4. Where there are joint debts due from the firm and also separate debts due from any partner: (i) The property of the firm shall be first applied in payments of the debts of the firm and if there is surplus, the share of each partner shall be applied to the payment of his private debt or paid to him;(ii) The separate debts of any partner is paid out of his personal assts first and the remaining balance, if any, is used in the payments of the debt of the firm.

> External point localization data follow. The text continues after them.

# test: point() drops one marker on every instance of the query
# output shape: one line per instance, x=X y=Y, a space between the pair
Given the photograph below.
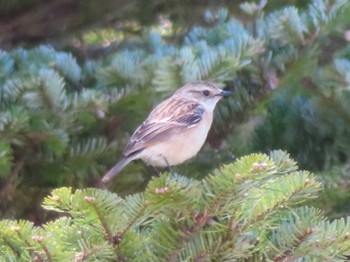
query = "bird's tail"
x=114 y=171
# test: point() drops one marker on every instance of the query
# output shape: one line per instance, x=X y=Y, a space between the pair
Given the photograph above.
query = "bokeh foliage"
x=64 y=118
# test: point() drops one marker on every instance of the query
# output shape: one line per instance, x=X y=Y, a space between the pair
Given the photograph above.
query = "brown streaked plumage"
x=175 y=130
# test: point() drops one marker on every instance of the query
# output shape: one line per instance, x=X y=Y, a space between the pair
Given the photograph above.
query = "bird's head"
x=203 y=92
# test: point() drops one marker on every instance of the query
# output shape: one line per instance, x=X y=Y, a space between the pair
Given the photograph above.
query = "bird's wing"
x=170 y=117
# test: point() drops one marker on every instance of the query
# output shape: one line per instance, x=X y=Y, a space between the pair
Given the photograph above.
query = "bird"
x=175 y=130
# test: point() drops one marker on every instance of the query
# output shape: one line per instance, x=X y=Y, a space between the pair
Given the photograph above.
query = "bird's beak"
x=225 y=93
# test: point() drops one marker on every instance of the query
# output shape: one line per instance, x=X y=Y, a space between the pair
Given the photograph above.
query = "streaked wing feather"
x=170 y=117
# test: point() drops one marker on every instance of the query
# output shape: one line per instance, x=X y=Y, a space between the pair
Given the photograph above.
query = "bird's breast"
x=178 y=148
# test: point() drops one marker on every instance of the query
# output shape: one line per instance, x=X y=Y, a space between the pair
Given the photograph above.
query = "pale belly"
x=178 y=147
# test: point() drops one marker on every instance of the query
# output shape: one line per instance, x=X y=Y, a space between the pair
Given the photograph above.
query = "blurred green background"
x=77 y=78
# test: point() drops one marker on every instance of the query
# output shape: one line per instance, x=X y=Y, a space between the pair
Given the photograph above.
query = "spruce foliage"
x=64 y=121
x=251 y=210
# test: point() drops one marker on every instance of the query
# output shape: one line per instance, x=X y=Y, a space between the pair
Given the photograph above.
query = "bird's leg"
x=156 y=171
x=170 y=169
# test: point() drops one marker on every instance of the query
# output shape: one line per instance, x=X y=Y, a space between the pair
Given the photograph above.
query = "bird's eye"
x=206 y=92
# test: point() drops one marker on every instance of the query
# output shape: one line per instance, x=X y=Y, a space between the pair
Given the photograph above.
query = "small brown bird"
x=175 y=130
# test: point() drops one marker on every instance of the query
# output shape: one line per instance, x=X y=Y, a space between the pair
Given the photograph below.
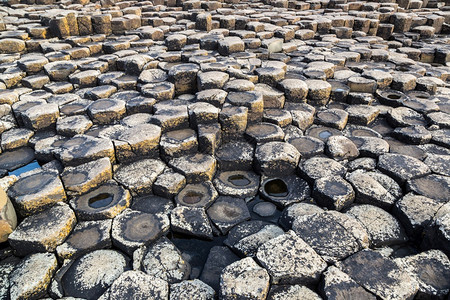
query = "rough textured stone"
x=244 y=279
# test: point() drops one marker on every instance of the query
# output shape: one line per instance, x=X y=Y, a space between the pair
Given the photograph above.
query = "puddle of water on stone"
x=325 y=134
x=239 y=180
x=192 y=197
x=195 y=251
x=276 y=188
x=101 y=200
x=259 y=202
x=31 y=166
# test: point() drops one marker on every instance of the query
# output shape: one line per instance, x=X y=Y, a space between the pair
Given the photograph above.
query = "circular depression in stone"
x=225 y=212
x=276 y=188
x=104 y=202
x=192 y=197
x=242 y=184
x=33 y=183
x=141 y=227
x=322 y=132
x=238 y=180
x=100 y=200
x=393 y=96
x=12 y=160
x=197 y=195
x=264 y=209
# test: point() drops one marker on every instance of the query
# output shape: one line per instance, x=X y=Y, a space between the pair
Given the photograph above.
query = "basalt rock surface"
x=194 y=149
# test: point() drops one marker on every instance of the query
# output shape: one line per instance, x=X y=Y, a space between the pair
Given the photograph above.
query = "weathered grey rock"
x=318 y=91
x=178 y=143
x=333 y=192
x=197 y=195
x=130 y=175
x=438 y=164
x=137 y=284
x=218 y=258
x=235 y=156
x=16 y=138
x=383 y=228
x=190 y=289
x=230 y=45
x=289 y=260
x=60 y=70
x=285 y=292
x=317 y=167
x=237 y=183
x=192 y=221
x=285 y=190
x=307 y=146
x=162 y=260
x=413 y=134
x=244 y=279
x=297 y=210
x=227 y=212
x=416 y=213
x=32 y=276
x=196 y=168
x=374 y=188
x=338 y=285
x=332 y=117
x=295 y=90
x=264 y=132
x=91 y=274
x=37 y=192
x=10 y=45
x=40 y=117
x=379 y=275
x=104 y=202
x=86 y=237
x=152 y=204
x=276 y=158
x=73 y=125
x=333 y=235
x=132 y=229
x=44 y=231
x=107 y=111
x=370 y=146
x=403 y=117
x=82 y=149
x=136 y=142
x=436 y=264
x=402 y=167
x=340 y=147
x=432 y=186
x=169 y=184
x=8 y=217
x=251 y=238
x=81 y=179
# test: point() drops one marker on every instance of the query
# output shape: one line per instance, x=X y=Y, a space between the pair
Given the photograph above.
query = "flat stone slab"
x=32 y=276
x=383 y=228
x=90 y=275
x=162 y=260
x=333 y=235
x=132 y=229
x=37 y=192
x=246 y=279
x=130 y=175
x=402 y=167
x=44 y=231
x=132 y=283
x=86 y=237
x=386 y=279
x=289 y=260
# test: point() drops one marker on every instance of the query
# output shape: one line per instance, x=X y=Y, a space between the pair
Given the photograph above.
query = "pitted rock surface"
x=257 y=149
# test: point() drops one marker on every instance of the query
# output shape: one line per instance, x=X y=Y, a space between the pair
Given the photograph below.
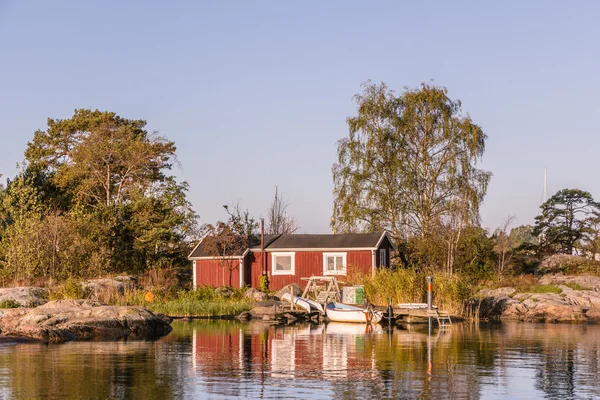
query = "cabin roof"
x=327 y=241
x=231 y=247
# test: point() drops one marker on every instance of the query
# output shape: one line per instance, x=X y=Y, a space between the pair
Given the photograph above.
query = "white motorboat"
x=340 y=312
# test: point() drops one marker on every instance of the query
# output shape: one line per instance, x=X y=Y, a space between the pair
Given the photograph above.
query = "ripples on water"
x=231 y=359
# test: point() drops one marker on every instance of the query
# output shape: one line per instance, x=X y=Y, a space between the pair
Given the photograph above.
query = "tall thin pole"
x=545 y=196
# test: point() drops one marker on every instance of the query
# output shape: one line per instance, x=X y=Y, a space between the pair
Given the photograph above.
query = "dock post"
x=430 y=293
x=430 y=298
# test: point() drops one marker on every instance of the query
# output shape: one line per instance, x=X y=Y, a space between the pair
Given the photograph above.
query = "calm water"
x=229 y=359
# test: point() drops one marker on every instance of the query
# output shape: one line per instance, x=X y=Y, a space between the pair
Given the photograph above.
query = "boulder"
x=65 y=320
x=24 y=296
x=593 y=315
x=255 y=295
x=500 y=292
x=294 y=287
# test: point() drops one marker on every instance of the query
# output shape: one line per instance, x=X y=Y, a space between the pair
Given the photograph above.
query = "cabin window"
x=283 y=263
x=334 y=263
x=383 y=258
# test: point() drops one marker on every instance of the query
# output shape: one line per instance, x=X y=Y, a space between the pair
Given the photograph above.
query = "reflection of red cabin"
x=287 y=258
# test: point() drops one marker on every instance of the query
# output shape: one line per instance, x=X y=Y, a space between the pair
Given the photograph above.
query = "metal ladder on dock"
x=443 y=317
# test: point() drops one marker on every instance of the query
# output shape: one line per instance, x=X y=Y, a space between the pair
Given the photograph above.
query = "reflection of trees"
x=253 y=360
x=91 y=370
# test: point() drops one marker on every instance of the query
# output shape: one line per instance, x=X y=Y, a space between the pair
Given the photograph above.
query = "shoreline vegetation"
x=96 y=196
x=461 y=295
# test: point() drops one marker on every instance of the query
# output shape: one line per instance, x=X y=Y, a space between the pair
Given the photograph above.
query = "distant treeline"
x=93 y=196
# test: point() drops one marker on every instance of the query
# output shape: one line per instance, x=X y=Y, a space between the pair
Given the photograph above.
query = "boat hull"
x=338 y=312
x=306 y=304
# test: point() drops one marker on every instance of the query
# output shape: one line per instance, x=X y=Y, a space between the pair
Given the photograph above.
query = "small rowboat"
x=339 y=312
x=306 y=304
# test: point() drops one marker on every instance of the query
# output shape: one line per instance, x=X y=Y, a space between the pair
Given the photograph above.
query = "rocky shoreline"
x=576 y=300
x=66 y=320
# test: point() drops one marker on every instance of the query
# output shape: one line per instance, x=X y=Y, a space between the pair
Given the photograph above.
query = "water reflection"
x=231 y=359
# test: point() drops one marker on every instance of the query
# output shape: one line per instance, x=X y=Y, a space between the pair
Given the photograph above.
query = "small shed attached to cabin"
x=288 y=258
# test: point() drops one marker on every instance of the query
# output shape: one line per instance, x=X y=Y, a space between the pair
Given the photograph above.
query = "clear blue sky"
x=255 y=94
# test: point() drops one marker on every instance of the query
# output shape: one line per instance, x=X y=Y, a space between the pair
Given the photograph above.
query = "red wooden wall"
x=307 y=263
x=212 y=273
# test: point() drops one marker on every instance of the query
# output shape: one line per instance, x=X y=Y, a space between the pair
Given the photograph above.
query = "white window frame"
x=383 y=258
x=274 y=256
x=338 y=254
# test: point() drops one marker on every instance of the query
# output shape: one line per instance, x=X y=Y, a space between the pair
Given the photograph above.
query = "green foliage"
x=94 y=197
x=263 y=283
x=71 y=289
x=204 y=301
x=539 y=289
x=9 y=303
x=565 y=221
x=409 y=286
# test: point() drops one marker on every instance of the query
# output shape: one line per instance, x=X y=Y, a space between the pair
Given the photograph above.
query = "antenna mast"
x=545 y=195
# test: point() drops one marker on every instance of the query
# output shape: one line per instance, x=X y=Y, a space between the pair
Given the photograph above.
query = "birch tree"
x=409 y=165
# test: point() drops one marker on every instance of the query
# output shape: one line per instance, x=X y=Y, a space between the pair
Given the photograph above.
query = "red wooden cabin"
x=287 y=258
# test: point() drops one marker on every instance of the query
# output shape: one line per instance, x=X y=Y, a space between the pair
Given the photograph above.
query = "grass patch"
x=205 y=301
x=9 y=303
x=577 y=286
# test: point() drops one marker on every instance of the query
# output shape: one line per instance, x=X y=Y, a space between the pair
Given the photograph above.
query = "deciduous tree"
x=409 y=165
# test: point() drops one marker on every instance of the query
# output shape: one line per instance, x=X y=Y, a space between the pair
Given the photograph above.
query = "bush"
x=9 y=303
x=71 y=289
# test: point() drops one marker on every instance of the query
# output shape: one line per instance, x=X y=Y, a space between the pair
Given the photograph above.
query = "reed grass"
x=409 y=286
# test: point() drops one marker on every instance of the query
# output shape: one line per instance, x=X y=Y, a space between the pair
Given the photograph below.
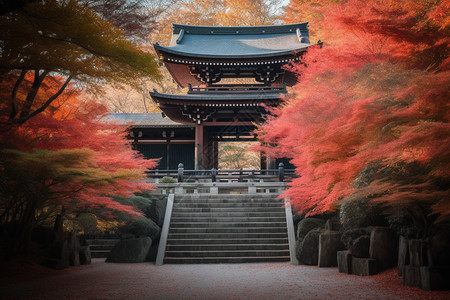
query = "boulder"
x=60 y=251
x=74 y=248
x=333 y=225
x=130 y=250
x=306 y=225
x=329 y=244
x=350 y=235
x=74 y=258
x=439 y=250
x=364 y=266
x=383 y=247
x=435 y=278
x=85 y=255
x=344 y=259
x=360 y=247
x=152 y=252
x=403 y=254
x=157 y=210
x=308 y=249
x=74 y=242
x=411 y=276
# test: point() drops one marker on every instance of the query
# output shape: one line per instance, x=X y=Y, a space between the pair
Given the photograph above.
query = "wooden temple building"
x=201 y=58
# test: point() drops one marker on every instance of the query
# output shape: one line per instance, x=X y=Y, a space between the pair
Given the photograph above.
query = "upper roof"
x=143 y=120
x=236 y=41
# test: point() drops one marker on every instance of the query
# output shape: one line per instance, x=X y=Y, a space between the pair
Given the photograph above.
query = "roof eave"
x=161 y=50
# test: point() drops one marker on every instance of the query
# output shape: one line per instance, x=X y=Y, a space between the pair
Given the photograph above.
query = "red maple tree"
x=373 y=100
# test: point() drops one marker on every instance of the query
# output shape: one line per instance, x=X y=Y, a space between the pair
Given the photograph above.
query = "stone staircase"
x=227 y=228
x=100 y=247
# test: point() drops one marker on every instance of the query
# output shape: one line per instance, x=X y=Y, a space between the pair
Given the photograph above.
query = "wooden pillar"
x=199 y=145
x=206 y=150
x=168 y=154
x=215 y=155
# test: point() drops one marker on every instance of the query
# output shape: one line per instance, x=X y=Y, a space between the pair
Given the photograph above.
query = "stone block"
x=352 y=234
x=411 y=276
x=364 y=266
x=360 y=247
x=306 y=225
x=383 y=247
x=130 y=250
x=74 y=258
x=403 y=254
x=435 y=278
x=329 y=244
x=418 y=253
x=344 y=259
x=307 y=251
x=85 y=255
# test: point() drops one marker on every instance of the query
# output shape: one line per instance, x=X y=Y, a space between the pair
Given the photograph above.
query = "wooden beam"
x=199 y=136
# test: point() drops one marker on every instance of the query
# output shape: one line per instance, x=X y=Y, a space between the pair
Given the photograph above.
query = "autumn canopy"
x=369 y=115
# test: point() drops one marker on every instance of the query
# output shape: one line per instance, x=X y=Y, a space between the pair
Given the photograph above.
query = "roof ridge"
x=260 y=29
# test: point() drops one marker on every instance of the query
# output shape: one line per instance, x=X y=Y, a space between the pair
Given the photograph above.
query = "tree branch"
x=47 y=103
x=38 y=78
x=14 y=108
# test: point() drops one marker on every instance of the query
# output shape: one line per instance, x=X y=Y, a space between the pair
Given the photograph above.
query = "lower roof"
x=145 y=120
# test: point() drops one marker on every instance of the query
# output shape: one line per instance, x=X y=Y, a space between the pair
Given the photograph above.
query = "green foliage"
x=69 y=40
x=237 y=155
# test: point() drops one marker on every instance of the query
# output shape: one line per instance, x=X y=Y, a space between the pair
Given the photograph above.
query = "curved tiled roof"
x=143 y=120
x=237 y=42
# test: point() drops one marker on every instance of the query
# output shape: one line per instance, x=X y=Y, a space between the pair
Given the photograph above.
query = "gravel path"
x=102 y=280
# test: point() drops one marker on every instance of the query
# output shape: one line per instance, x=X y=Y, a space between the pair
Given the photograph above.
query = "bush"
x=166 y=179
x=141 y=227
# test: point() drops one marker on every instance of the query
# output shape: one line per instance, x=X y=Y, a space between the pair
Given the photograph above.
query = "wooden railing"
x=226 y=88
x=194 y=176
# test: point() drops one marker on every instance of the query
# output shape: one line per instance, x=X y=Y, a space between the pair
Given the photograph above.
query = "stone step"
x=227 y=247
x=260 y=224
x=225 y=210
x=101 y=247
x=200 y=197
x=228 y=230
x=226 y=205
x=102 y=241
x=227 y=253
x=221 y=214
x=224 y=219
x=229 y=200
x=99 y=253
x=224 y=260
x=226 y=241
x=235 y=235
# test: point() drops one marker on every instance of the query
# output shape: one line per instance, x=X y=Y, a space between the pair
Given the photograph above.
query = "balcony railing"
x=222 y=176
x=244 y=88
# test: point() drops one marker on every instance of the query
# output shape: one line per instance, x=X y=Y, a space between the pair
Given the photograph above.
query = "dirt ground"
x=102 y=280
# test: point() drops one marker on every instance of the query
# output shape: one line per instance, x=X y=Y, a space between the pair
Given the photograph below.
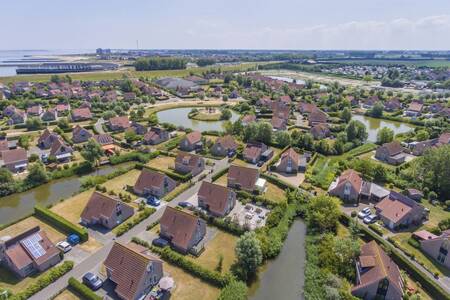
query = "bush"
x=82 y=290
x=45 y=280
x=61 y=223
x=124 y=227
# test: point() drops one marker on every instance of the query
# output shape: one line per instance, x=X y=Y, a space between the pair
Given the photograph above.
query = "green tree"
x=36 y=174
x=234 y=290
x=248 y=254
x=92 y=152
x=356 y=132
x=346 y=115
x=385 y=135
x=322 y=213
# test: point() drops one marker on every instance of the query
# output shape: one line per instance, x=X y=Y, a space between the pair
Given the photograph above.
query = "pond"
x=19 y=205
x=373 y=124
x=179 y=117
x=283 y=277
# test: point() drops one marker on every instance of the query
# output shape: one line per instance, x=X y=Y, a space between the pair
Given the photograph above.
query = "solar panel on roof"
x=32 y=245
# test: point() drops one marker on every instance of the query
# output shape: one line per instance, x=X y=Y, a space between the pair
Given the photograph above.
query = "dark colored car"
x=92 y=281
x=159 y=242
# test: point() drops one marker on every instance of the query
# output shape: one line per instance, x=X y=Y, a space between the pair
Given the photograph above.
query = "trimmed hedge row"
x=173 y=175
x=60 y=222
x=124 y=227
x=44 y=281
x=189 y=266
x=82 y=290
x=434 y=289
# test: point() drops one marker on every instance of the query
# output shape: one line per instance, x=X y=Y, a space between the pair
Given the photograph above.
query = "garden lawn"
x=428 y=263
x=274 y=193
x=162 y=163
x=188 y=287
x=53 y=234
x=223 y=244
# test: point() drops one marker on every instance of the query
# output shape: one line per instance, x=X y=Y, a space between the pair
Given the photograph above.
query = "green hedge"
x=44 y=281
x=187 y=265
x=430 y=285
x=60 y=222
x=82 y=290
x=173 y=175
x=124 y=227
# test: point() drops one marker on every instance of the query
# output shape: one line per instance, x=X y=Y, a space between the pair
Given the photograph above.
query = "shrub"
x=142 y=215
x=82 y=290
x=45 y=280
x=60 y=222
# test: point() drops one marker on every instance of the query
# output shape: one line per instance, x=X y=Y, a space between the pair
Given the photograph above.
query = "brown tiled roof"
x=187 y=158
x=383 y=267
x=127 y=266
x=15 y=155
x=215 y=196
x=121 y=122
x=246 y=177
x=292 y=154
x=180 y=226
x=194 y=137
x=393 y=148
x=227 y=142
x=99 y=205
x=149 y=178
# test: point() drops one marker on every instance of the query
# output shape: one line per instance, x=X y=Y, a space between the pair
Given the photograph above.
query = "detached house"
x=15 y=160
x=153 y=183
x=81 y=114
x=47 y=139
x=133 y=270
x=119 y=123
x=245 y=178
x=377 y=276
x=391 y=153
x=80 y=134
x=29 y=252
x=224 y=146
x=191 y=141
x=289 y=162
x=105 y=211
x=398 y=210
x=216 y=199
x=189 y=163
x=61 y=150
x=156 y=136
x=183 y=230
x=347 y=187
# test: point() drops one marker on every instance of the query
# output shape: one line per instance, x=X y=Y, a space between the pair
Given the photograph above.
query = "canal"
x=374 y=124
x=19 y=205
x=179 y=117
x=283 y=277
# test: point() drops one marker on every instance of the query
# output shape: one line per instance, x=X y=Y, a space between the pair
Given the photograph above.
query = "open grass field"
x=53 y=234
x=222 y=244
x=162 y=162
x=188 y=287
x=111 y=75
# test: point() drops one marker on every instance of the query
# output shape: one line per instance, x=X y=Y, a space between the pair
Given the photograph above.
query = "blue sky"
x=226 y=24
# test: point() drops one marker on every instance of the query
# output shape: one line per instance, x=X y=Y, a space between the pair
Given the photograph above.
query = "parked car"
x=370 y=219
x=159 y=242
x=92 y=281
x=64 y=246
x=153 y=201
x=185 y=204
x=364 y=213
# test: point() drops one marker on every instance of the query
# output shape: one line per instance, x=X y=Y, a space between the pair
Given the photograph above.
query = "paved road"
x=100 y=255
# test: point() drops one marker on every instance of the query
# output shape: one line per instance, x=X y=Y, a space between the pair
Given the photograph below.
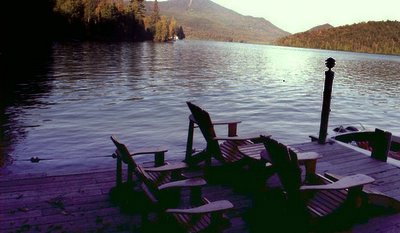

5. A partner paying goodwill on entering into partnership for a fixed period, subject to an agreement to the contrary is entitled to proportionate refund of the goodwill from the partner(s) who have enjoyed it before, if the dissolution of the firm take place before such time decided. This rule is not applicable in case the dissolution is due to (i) death of one of the partners, (ii) due to the misconduct of the partner paying the premium.

Goodwill on dissolution: [Sec-55]What the purchaser of the goodwill acquires is: (i) right to carry on the same business in the old name, (ii) to represent himself as successor of the firm to others. The partners selling the goodwill of the firm can (i) carry on similar business; (ii) compete with the old business which has been sold;(iii) advertise for their new business.Mode of giving public notice: Public notice is always to be given in the (i) Official Gazette and (ii) at least in one vernacular newspaper circulating in the district where the firm to which it relates has its place or principal place of business. In the case of registered firm notice is also to be given to registrar of firms.